In the wake of the report by Special Prosecutor Robert Mueller, the partisan ship the U.S.S. Crapaduck is sailing in shark-infested waters and it’s all hands on deck, line up and walk the plank hand-in-hand singing “We Shall Overcome Because There Was No Collusion or Obstruction.”
The result of the long-awaited report made the Trump Administration giddy for the time being but the course this coarse administration will now follow is destined to be chaos-squared. You know, like what we have witnessed for the past 27 months…only this chaos will be more chaotic, if that is possible.
First, if you think that Mueller and his team of investigative lawyers and technocrats, by not bringing further indictments against Trump associates and/or family members, is wiping his hands of the investigation, you are mistaken. If there is a person in government smarter, more organized and clear of mind in regard to a mission that Mueller…well, I will wait while you ponder just whom that might be.
Knowing the pardon power of a sitting president, Mueller handed off more information, more reams of investigative paperwork and recorded interviews to various state and district prosecutors (Southern and Northern Districts of New York, Washington, D.C., and Florida) than the New York Times runs in a Sunday issue. A president’s pardon power only applies to federal charges; get charged by state prosecutors and you are on your own.
The report and the initial sippy-cup summary from Attorney General William Barr did create an initial Happyness Culture in Trump supporters and at Fox News. But even some Fox commentators spit up some of the Trump wine-flavored Koolaid and acknowledged the president and others are not yet out of legal troubles.
The House set one tone of bipartisanship by voting 410-0 (20 members did not vote) to have Barr release the entire report. In the Senate, Lindsey Graham killed a similar vote by requesting the FBI release information about the investigation into the Hillary Clinton campaign.
(Uhhh, Sen. Graham, Hillary Clinton lost the election; your side won. Your
party investigated Clinton when she was secretary of state multiple times for
multiple reasons and never laid a hob-nailed boot on her. Give it up, already!

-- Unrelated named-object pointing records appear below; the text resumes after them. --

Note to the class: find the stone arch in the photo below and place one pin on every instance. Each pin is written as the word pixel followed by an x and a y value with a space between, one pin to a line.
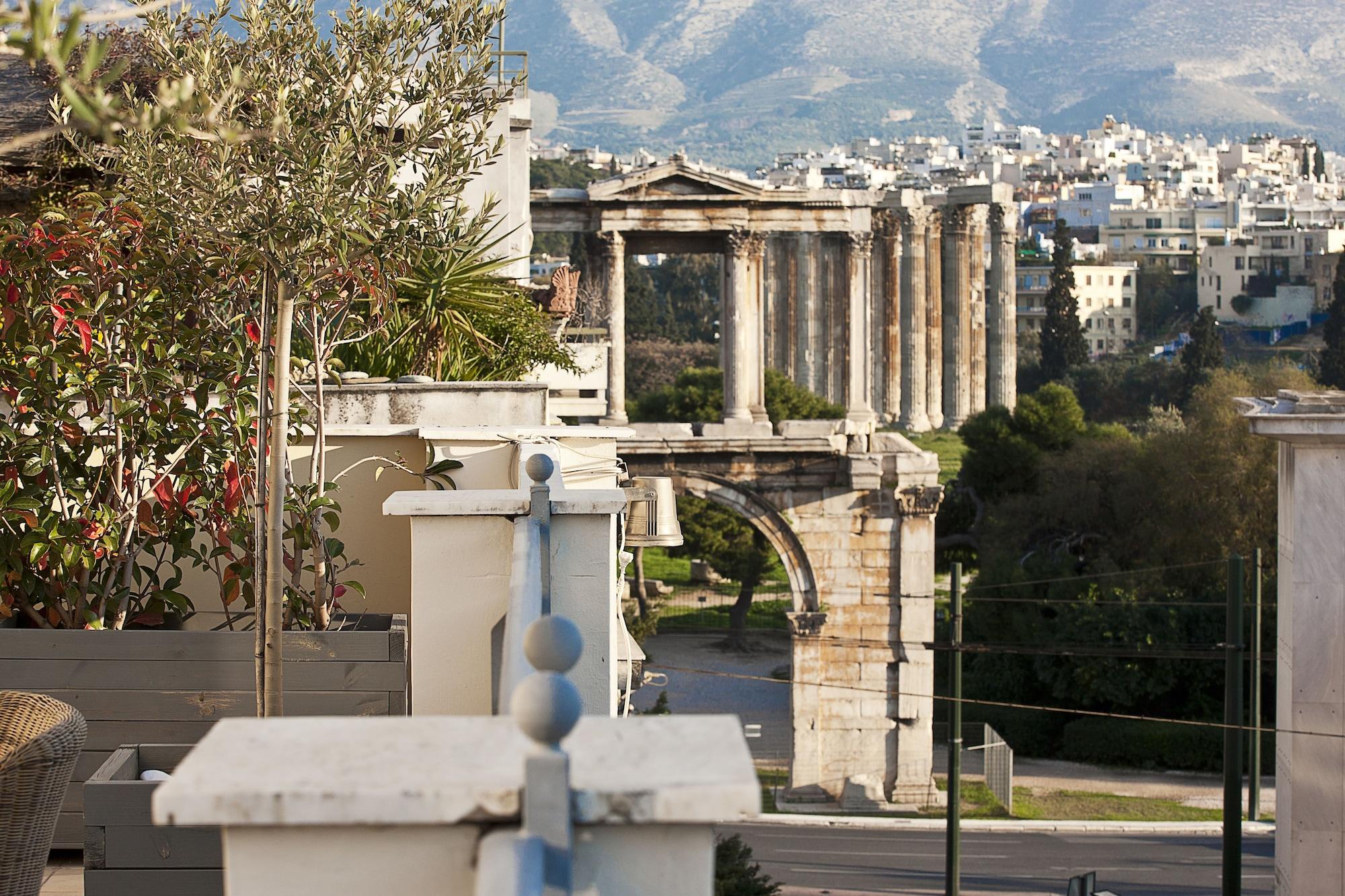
pixel 766 520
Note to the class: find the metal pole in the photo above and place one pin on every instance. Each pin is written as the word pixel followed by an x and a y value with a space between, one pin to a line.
pixel 1254 764
pixel 953 852
pixel 1233 733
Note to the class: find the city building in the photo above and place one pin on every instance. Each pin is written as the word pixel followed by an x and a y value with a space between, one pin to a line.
pixel 1106 296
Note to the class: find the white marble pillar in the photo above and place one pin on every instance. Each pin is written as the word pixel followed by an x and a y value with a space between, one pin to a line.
pixel 934 318
pixel 1003 309
pixel 739 338
pixel 957 315
pixel 888 229
pixel 913 313
pixel 977 279
pixel 757 267
pixel 859 322
pixel 611 248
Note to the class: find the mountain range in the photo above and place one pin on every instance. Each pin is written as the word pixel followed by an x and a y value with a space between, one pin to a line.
pixel 736 81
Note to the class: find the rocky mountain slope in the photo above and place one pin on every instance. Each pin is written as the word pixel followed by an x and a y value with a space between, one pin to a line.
pixel 739 80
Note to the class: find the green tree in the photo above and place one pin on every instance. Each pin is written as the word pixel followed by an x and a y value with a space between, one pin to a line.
pixel 1332 365
pixel 1206 350
pixel 1063 342
pixel 699 397
pixel 736 873
pixel 734 548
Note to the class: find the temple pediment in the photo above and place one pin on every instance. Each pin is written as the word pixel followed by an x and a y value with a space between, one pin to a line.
pixel 677 179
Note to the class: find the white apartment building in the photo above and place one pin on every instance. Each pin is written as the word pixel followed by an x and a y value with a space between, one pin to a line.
pixel 1169 235
pixel 1274 268
pixel 1106 296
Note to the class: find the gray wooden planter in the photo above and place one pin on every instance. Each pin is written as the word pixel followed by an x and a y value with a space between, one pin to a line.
pixel 171 686
pixel 124 853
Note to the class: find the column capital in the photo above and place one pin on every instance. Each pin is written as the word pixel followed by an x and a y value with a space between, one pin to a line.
pixel 610 243
pixel 860 241
pixel 746 244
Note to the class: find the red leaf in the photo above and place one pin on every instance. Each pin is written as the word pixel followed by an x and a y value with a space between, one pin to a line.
pixel 85 335
pixel 233 486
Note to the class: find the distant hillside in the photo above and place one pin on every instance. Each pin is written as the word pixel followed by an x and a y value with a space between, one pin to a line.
pixel 736 81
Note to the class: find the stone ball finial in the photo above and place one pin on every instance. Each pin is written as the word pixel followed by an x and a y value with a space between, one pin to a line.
pixel 547 706
pixel 540 467
pixel 553 643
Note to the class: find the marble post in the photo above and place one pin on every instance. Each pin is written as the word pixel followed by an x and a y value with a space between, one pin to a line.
pixel 957 315
pixel 859 323
pixel 739 377
pixel 611 247
pixel 888 229
pixel 914 224
pixel 757 294
pixel 934 318
pixel 1003 309
pixel 977 274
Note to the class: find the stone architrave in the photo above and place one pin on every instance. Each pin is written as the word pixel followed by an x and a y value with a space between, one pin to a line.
pixel 859 319
pixel 611 248
pixel 1001 309
pixel 913 314
pixel 957 315
pixel 934 318
pixel 977 280
pixel 739 335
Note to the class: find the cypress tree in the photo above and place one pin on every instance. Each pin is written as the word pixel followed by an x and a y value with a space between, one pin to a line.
pixel 1063 343
pixel 1332 368
pixel 1206 350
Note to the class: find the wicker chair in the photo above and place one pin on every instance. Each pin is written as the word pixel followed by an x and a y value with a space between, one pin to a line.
pixel 41 737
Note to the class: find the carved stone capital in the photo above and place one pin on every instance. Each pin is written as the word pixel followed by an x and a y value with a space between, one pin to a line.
pixel 610 243
pixel 806 623
pixel 860 241
pixel 919 501
pixel 746 244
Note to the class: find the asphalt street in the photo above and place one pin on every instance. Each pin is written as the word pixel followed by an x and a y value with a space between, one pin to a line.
pixel 872 861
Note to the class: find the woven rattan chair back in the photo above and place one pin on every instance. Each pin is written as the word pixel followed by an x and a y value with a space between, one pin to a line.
pixel 41 737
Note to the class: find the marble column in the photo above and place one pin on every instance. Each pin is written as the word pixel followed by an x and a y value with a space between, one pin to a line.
pixel 739 341
pixel 914 361
pixel 1003 309
pixel 611 248
pixel 757 266
pixel 888 229
pixel 934 318
pixel 977 275
pixel 859 326
pixel 957 315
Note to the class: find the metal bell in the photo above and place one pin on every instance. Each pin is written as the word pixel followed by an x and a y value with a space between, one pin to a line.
pixel 652 513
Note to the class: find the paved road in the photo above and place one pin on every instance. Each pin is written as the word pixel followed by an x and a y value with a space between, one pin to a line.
pixel 870 861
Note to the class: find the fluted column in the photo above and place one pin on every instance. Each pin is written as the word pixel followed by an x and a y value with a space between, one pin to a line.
pixel 957 315
pixel 739 377
pixel 611 248
pixel 887 228
pixel 1003 310
pixel 977 275
pixel 859 326
pixel 757 292
pixel 913 313
pixel 934 318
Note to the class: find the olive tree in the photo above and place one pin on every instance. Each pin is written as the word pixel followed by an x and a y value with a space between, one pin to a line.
pixel 326 167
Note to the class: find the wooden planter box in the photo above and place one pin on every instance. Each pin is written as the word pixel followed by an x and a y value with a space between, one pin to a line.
pixel 124 853
pixel 171 686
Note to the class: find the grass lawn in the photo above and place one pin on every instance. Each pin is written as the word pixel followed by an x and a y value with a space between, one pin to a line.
pixel 946 444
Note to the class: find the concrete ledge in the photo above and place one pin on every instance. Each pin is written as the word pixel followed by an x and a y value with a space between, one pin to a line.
pixel 1005 825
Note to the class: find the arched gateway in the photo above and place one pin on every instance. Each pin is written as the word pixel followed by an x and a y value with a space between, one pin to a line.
pixel 852 514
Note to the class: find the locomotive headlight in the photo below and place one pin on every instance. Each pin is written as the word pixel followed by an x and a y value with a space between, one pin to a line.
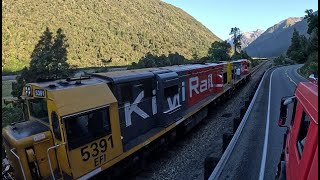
pixel 28 90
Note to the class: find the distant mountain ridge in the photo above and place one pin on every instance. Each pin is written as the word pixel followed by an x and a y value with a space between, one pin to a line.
pixel 122 31
pixel 247 37
pixel 277 39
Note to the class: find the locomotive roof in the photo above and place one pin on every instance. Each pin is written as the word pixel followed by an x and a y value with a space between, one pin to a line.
pixel 118 76
pixel 63 83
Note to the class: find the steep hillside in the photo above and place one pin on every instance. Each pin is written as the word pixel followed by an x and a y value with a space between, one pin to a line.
pixel 276 39
pixel 247 38
pixel 120 30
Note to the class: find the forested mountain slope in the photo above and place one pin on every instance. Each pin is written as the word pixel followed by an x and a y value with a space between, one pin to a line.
pixel 122 31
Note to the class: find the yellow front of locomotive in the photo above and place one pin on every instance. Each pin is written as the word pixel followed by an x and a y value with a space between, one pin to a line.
pixel 71 131
pixel 26 141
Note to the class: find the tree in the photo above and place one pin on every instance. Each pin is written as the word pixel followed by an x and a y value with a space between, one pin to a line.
pixel 41 57
pixel 59 67
pixel 236 38
pixel 48 61
pixel 312 20
pixel 297 51
pixel 219 51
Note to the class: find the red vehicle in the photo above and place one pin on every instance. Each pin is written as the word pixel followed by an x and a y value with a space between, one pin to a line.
pixel 299 157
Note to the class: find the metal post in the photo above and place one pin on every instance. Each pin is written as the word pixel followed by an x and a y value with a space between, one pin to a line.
pixel 53 147
pixel 11 150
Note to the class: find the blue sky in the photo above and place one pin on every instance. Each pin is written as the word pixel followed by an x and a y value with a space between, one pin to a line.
pixel 248 15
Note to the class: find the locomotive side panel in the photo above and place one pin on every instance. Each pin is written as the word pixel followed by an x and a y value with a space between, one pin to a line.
pixel 137 110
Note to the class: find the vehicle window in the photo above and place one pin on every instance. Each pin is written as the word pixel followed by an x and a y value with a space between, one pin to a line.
pixel 303 130
pixel 171 91
pixel 147 85
pixel 225 79
pixel 84 128
pixel 38 109
pixel 25 112
pixel 55 125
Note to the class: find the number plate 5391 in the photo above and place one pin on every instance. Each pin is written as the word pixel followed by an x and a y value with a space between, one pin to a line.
pixel 97 150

Clinton is a dead horse and you are still beating it to distract from the
current administration issues. Stick with the issue at hand…the Mueller report
and should it be made public or not.)
I am amazed that after the Democrats rolled up the House countin the midterm election that Republicans started pleading with them to work on bipartisan issues. These are the same Republicans who, for the past eight years or more have told congressional Democrats to pound sand and “let the big dogs eat.”
Now the food is in the other bowl in the House and Republicans in the lower chamber are feeling neglected and brow-beaten.
It would behoove every member of Congress to remember the lessons of the last few years: Be careful how you behave when you are in power because when you lose the majority (and you will at some point), expect to be treated like you treated those in the minority when you were big hog at the trough.
It’s not the way our government is supposed to work, but dysfunction breeds dysfunction and everyone suffers, especially the people for whom the elected officials are supposed to be working.